Chacun a sa propre idée sur la question, mais en définitive personne ne peut nier qu’avec de Gaulle s’il y avait du sport, il était poussé par une haute idée de l’Histoire. Selon André Patry, chef du protocole de Daniel Johnson, le général de Gaulle s’est avéré « un bon instrument de notre émancipation, C’est la France qui nous a sortis de notre isolement sur le plan international. Elle nous a introduits au monde ».
En 1967 bien des Québécois se considéraient encore comme des Canadiens français, de ce fait, le soutien du Général, ses encouragements affichés furent appréciés, redonnant même de l’espoir à un grand nombre d’entre eux.
Pourtant très vite, dès le 26 juillet 1967, le journal Le Devoir (Québec) émet quelques réserves : « … les réactions ont été vives et beaucoup de Canadiens français eux-mêmes marquent une certaine gêne… » mais Claude Ryan affirme : « Rien ne saura effacer la réalité fondamentale qui met en relief l’accueil accordé à De Gaulle par les Québécois : celui de l’existence, au Canada, de deux visions de la liberté, de deux communautés fortement distinctes l’une de l’autre… » C’était le premier coup de pied au derrière qu’on donnait au Canada anglais !
De Gaulle avait agi du fond du cœur, il était convaincu qu’il venait de payer une dette : la journée du 24 juillet 1967 devait effacer la défaite du 13 septembre 1759. Les renforts étaient venus, certes deux siècles plus tard, mais ils étaient venus.

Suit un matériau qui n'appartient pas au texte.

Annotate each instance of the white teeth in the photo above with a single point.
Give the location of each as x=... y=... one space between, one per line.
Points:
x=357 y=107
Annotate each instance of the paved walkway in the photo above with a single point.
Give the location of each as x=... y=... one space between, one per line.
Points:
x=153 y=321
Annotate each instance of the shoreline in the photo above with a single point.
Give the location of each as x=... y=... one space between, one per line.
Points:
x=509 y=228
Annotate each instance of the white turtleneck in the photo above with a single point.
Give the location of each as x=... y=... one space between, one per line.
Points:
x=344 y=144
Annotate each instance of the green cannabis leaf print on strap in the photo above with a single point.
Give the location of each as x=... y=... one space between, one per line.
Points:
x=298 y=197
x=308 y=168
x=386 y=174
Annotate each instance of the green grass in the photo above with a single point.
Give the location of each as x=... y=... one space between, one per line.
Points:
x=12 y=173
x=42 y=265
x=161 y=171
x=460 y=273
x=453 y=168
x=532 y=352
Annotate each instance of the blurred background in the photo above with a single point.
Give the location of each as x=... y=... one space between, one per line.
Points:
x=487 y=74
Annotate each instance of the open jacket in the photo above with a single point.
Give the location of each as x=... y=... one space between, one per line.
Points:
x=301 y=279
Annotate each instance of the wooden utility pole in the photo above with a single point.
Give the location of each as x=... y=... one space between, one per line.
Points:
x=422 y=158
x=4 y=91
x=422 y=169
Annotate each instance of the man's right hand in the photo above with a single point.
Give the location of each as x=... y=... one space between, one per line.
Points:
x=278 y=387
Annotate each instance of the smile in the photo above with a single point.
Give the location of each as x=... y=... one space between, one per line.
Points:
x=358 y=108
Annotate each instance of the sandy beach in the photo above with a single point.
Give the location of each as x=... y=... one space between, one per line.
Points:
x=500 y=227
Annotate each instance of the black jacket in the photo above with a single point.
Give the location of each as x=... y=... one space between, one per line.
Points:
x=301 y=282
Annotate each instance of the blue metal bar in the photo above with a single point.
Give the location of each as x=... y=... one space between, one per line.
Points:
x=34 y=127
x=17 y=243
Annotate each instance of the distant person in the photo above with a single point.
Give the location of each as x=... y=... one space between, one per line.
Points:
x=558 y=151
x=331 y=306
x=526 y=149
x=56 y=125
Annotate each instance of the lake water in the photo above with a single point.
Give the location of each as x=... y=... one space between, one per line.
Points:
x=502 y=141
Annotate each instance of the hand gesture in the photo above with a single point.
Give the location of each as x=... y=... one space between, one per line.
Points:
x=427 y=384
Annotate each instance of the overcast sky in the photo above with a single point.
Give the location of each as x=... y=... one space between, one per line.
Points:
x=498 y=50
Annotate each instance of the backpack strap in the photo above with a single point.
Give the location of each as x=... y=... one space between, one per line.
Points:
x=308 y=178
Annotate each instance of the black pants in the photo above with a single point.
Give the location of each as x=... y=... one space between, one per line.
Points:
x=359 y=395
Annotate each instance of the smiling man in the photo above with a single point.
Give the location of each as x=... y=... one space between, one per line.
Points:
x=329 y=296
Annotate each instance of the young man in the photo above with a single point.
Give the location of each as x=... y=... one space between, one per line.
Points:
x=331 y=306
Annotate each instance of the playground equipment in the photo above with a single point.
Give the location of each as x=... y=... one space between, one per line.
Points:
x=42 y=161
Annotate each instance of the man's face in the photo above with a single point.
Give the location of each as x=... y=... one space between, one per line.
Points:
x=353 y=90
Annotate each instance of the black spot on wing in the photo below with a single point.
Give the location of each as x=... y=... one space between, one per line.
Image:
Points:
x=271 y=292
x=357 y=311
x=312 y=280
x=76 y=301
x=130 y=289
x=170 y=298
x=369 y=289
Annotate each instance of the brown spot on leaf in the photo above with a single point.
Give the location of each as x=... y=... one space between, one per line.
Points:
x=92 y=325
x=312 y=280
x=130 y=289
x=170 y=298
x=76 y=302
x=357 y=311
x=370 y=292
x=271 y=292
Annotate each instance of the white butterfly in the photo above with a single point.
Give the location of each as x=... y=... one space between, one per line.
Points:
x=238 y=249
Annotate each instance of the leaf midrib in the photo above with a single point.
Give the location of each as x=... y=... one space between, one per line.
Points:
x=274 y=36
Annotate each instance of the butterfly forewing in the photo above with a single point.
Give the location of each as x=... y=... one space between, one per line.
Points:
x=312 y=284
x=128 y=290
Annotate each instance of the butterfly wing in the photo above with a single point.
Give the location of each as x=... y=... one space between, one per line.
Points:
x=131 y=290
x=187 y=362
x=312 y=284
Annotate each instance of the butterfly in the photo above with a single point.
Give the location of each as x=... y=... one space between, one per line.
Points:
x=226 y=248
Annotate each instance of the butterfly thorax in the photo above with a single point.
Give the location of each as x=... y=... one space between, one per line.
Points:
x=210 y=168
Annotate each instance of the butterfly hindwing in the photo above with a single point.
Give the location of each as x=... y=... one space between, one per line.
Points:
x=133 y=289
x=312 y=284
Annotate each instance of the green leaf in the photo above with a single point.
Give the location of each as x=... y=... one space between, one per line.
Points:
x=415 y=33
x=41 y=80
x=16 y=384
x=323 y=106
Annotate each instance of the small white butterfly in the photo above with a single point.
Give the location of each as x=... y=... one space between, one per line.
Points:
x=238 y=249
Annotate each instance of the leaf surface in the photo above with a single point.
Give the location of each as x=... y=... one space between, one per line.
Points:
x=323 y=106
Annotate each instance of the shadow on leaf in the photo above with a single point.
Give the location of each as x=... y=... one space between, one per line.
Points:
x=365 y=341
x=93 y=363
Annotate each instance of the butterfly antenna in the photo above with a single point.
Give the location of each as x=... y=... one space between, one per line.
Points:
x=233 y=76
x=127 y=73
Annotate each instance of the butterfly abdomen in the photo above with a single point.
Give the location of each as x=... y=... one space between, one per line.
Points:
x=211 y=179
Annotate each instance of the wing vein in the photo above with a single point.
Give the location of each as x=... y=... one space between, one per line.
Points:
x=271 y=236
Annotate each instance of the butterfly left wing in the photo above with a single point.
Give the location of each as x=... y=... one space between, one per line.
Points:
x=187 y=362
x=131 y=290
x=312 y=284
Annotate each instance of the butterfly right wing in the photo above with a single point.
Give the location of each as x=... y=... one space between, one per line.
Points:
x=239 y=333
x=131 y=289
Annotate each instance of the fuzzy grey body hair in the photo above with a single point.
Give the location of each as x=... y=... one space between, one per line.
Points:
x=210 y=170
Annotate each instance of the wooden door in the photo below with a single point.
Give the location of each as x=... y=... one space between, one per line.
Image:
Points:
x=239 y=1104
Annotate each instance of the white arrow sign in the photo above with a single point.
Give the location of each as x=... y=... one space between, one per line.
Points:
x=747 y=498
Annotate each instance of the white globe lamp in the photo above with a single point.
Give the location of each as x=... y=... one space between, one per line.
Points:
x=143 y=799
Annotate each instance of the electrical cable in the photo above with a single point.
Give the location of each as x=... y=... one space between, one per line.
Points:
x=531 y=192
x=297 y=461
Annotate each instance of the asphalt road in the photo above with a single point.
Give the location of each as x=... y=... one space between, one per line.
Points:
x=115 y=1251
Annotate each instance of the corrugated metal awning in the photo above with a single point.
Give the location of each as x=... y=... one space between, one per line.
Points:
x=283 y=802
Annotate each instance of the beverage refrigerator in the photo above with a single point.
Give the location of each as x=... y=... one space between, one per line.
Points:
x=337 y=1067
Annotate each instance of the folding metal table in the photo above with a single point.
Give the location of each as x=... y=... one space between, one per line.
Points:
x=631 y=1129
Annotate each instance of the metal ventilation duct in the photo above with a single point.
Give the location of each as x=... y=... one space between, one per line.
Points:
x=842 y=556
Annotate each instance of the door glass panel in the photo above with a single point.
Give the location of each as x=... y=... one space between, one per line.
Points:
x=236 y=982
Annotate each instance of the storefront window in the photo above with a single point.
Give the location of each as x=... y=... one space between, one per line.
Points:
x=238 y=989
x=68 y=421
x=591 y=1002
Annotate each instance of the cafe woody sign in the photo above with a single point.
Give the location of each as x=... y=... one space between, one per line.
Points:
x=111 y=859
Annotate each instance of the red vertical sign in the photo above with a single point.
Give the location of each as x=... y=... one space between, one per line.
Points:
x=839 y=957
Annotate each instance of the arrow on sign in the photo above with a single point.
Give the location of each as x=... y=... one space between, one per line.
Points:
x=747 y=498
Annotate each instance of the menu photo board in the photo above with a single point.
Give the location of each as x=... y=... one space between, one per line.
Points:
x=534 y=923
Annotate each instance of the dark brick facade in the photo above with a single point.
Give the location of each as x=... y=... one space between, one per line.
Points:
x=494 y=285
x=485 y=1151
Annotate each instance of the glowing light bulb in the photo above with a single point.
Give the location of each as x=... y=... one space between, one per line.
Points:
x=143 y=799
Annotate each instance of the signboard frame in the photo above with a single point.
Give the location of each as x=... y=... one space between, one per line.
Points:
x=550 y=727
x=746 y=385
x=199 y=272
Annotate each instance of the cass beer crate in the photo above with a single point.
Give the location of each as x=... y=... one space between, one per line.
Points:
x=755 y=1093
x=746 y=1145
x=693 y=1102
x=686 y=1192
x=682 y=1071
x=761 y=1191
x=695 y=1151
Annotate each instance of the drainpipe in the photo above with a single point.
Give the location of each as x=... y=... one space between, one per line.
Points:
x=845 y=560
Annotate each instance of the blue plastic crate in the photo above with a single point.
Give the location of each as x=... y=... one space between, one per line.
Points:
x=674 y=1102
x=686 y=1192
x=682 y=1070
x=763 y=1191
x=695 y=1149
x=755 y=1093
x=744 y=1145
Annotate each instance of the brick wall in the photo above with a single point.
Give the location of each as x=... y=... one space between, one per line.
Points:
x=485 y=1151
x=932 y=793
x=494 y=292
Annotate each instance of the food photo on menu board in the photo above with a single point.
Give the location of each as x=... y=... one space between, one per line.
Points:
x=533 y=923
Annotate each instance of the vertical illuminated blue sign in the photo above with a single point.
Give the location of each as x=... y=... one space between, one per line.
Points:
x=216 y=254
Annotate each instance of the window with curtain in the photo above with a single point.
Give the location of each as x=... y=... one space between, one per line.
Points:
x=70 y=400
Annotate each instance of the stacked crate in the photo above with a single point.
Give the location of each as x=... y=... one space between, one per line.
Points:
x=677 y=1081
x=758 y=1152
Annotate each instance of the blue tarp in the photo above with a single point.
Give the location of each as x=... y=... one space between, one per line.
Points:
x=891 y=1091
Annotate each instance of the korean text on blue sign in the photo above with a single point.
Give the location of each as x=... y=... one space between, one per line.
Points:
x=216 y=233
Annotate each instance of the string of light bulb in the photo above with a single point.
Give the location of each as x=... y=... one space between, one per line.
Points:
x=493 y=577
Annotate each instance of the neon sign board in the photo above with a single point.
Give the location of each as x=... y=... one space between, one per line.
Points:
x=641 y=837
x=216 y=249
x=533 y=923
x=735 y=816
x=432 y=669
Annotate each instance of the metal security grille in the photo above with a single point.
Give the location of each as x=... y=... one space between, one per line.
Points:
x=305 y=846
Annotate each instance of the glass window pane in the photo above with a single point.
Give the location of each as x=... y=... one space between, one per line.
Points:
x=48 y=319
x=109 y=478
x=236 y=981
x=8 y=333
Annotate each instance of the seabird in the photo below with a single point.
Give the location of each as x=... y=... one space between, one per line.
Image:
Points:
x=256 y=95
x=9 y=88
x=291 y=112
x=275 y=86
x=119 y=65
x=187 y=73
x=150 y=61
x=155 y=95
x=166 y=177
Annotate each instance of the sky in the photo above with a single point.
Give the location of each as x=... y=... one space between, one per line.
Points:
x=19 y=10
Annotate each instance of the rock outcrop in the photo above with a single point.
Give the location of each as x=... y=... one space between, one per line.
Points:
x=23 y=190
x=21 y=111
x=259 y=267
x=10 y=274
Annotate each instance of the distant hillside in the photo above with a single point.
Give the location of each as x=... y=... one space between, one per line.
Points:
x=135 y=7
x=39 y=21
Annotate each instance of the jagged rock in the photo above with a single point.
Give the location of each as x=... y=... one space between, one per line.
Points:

Le Devoir du 27 juillet 1997 : « Ce mot du Général par lequel le monde entier semble avoir été pris de saisissement, fut pour certains le sommet d’une légende épique, pour d’autres le début d’un cauchemar…Il est des souvenirs impérissables. »
La visite du général de Gaulle à Québec à l’été 1967 appartient à cette catégorie d’événements dont la qualité essentielle est une forme de perpétuité qui résiste à l’usure du temps.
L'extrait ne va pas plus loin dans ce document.